[arin-ppml] ARIN-prop-165 Eliminate Needs-Based Justification on8.3 Specified Transfers
astrodog at gmail.com
Mon Feb 20 01:47:45 EST 2012
On Sun, Feb 19, 2012 at 11:45 PM, George Bonser <gbonser at seven.com> wrote:
>> Unfortunately, regardless of the policies involved, IP addresses *are*
>> an asset for those who already hold them.
> Not if they are not being used, they aren't. They are an asset just like the 50 extra staplers in the supply closet are an "asset".
Right. That's just like any other hard asset an organization might
have. Something they can sell to someone else (or, that they can sell
the use of to someone else). The fact that they don't utilize the
asset doesn't change the fact that if they decide they want the money,
they can sell the staplers, IP addresses, etc.
>> Even if, hypothetically, ARIN
>> provided no mechanism to transfer address space from one organization
>> to another, it is easy enough for one organization to route some
>> portion of it's IP space to another, and at some point, financial
>> incentives would exist to make this sort of arraingement.
> Not really. Real soon now nobody is really going to give a rat's pair of hips about IPv4 addresses. They will be a "hot" commodity for a year or two and then suddenly they will be nearly useless. Once the majority of the major players are operating native v6 and once there are enough v6 only players, nobody is really going to want v4 addresses anymore.
This is a strong argument against anyone attempting to "corner" the
IPv4 market. Particularly while ARIN still has free blocks to
allocate. (A spike in prices can be squashed simply by releasing more
>> A malicious
>> actor can operate along these lines, regardless of ARIN's transfer
> Possibly, but it would be orders of magnitude more difficult.
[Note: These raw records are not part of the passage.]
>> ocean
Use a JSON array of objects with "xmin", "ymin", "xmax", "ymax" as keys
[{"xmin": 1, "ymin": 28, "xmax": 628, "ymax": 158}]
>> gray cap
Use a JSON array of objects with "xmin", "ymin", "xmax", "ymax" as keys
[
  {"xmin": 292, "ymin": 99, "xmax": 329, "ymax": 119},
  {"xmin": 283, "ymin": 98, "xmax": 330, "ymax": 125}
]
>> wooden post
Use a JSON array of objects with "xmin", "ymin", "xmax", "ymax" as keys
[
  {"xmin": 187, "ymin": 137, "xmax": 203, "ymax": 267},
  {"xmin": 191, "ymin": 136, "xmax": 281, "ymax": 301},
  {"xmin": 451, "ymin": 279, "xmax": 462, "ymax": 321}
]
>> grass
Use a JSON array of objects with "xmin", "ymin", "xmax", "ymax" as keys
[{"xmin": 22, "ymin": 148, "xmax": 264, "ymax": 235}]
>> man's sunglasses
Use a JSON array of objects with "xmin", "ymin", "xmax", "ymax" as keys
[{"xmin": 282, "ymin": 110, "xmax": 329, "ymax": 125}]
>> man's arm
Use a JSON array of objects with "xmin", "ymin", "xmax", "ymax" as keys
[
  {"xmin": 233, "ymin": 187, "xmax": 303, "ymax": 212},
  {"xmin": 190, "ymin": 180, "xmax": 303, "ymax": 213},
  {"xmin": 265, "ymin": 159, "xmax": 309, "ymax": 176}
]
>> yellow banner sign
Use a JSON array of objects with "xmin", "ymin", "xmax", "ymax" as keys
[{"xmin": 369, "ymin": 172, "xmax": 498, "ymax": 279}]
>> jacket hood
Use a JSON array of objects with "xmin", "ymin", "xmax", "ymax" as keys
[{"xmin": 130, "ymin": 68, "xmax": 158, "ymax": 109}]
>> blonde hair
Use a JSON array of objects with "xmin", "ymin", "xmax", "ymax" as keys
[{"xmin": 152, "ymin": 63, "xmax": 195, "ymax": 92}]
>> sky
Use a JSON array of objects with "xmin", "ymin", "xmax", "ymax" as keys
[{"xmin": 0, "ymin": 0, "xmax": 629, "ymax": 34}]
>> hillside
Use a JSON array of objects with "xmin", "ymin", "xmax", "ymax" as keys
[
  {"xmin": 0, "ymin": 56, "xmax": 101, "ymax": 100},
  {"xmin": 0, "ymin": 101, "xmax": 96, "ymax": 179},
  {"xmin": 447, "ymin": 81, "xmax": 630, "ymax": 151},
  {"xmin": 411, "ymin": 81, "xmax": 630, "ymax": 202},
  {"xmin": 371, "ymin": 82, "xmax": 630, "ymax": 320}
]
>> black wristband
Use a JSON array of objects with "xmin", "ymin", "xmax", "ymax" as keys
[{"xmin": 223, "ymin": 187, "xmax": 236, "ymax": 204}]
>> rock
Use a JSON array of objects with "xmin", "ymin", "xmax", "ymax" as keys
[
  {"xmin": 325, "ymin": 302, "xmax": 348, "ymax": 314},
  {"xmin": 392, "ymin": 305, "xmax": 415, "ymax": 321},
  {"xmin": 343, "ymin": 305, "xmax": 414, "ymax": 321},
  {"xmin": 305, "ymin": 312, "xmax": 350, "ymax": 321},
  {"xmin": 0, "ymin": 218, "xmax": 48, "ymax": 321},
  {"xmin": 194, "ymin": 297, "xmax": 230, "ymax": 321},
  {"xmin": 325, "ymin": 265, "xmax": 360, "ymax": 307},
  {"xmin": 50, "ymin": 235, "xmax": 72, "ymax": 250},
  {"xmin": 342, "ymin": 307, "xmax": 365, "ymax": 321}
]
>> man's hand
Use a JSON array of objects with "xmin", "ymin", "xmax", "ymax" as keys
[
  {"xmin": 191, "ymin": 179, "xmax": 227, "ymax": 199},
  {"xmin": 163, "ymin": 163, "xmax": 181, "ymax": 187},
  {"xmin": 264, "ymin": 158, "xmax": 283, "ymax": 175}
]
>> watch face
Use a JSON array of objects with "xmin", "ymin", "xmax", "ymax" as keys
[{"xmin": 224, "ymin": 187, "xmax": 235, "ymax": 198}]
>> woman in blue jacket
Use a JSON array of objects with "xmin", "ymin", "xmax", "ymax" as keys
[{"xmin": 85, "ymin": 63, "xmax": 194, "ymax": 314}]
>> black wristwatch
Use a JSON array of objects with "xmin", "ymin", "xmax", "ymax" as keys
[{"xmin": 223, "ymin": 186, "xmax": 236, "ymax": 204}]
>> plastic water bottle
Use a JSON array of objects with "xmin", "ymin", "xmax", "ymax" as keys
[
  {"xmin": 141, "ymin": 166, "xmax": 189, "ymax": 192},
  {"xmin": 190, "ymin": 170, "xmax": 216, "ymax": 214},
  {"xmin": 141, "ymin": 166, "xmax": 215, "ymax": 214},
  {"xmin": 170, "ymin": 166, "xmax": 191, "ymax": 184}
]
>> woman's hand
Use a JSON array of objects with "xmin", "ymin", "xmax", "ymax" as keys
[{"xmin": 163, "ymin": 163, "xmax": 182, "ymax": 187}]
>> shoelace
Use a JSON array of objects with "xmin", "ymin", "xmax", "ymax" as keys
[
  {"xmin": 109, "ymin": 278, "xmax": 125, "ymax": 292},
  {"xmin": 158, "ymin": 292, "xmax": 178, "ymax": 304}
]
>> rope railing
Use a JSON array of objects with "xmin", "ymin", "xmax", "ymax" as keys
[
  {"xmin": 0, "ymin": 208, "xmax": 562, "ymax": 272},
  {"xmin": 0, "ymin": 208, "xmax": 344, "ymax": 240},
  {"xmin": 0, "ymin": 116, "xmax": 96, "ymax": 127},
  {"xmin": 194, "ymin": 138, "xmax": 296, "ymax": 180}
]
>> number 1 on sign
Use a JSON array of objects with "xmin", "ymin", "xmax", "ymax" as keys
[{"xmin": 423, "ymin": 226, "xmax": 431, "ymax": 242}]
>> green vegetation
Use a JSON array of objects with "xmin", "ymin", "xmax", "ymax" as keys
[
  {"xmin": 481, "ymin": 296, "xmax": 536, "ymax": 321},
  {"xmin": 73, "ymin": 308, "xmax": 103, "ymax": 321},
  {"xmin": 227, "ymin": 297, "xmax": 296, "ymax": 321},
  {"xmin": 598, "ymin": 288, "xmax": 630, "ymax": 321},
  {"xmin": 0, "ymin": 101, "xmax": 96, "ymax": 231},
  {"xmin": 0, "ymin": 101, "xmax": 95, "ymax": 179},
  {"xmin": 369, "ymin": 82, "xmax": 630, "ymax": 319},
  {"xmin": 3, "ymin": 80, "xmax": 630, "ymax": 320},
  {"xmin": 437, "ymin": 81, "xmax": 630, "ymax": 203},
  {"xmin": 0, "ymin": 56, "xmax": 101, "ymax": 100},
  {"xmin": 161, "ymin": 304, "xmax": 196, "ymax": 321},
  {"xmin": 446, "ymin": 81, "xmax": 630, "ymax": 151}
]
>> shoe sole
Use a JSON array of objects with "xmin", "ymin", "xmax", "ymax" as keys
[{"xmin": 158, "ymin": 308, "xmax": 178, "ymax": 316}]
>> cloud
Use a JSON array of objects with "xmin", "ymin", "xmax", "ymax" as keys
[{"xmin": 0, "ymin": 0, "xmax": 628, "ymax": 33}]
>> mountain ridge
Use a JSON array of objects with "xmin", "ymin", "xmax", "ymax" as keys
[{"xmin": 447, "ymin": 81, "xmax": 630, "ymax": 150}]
How so? The legal framework and overhead aren't that different, if an
organization is willing to give up some direct control. (Something a
legitimate purchaser is less likely to do, but that makes very little
difference to the seller)
>> In as far as driving up the price of address space goes,
>> through speculation or hording, this can only occur while the entity in
>> question is actively purchasing address space. Once they stop, the
>> prices return to whatever the organizations trading the space agree to.
> Not really. Once all the easily available (cheap) address space is obtained it would take more money to get the rest to get up off of theirs. But on second thought, it would simply speed the migration to v6 and actually accelerate the demise of that "market". The collapse of a v4 address market would probably occur very quickly, possibly before anyone could react to it. Market "prices" for v4 address space will plummet practically (maybe even literally) overnight once it dawns on people that nobody really wants them anymore.
That risk is why significant speculation is unlikely. Why would anyone
accept that risk?
>> Further, as IPv6 deployment moves forward, IPv4 address lose value,
>> meaning that such an actor would not be inclined to hold the space for
>> any length of time, as driving up prices pushes deployments to IPv6,
>> and further weakens demand for the asset they're holding.
> True. But now is not the time to allow this. Maybe in 5 years when the market is basically worthless anyway, we can remove need restrictions and people can purchase address space through brokers. I'm not particularly interested in creating a windfall market for some people during the transition period.
I think the largest "winners" in this scenario are organizations that
lack internal legal resources familiar with ARIN. Brokers and the like
gain by having a more difficult market, as organizations are less
likely to attempt to go for it alone.
The current environment does not match up with direct need. At best,
it limits allocation hording to large organizations that are familiar
with ARIN's policies and exactly how things can be worded. I don't
believe the intention of needs testing is simply to slightly improve
the position of existing players at the expense of new entrants.
"A human being should be able to change a diaper, plan an invasion,
butcher a hog, conn a ship, design a building, write a sonnet, balance
accounts, build a wall, set a bone, comfort the dying, take orders,
give orders, cooperate, act alone, solve equations, analyze a new
problem, pitch manure, program a computer, cook a tasty meal, fight
efficiently, die gallantly. Specialization is for insects."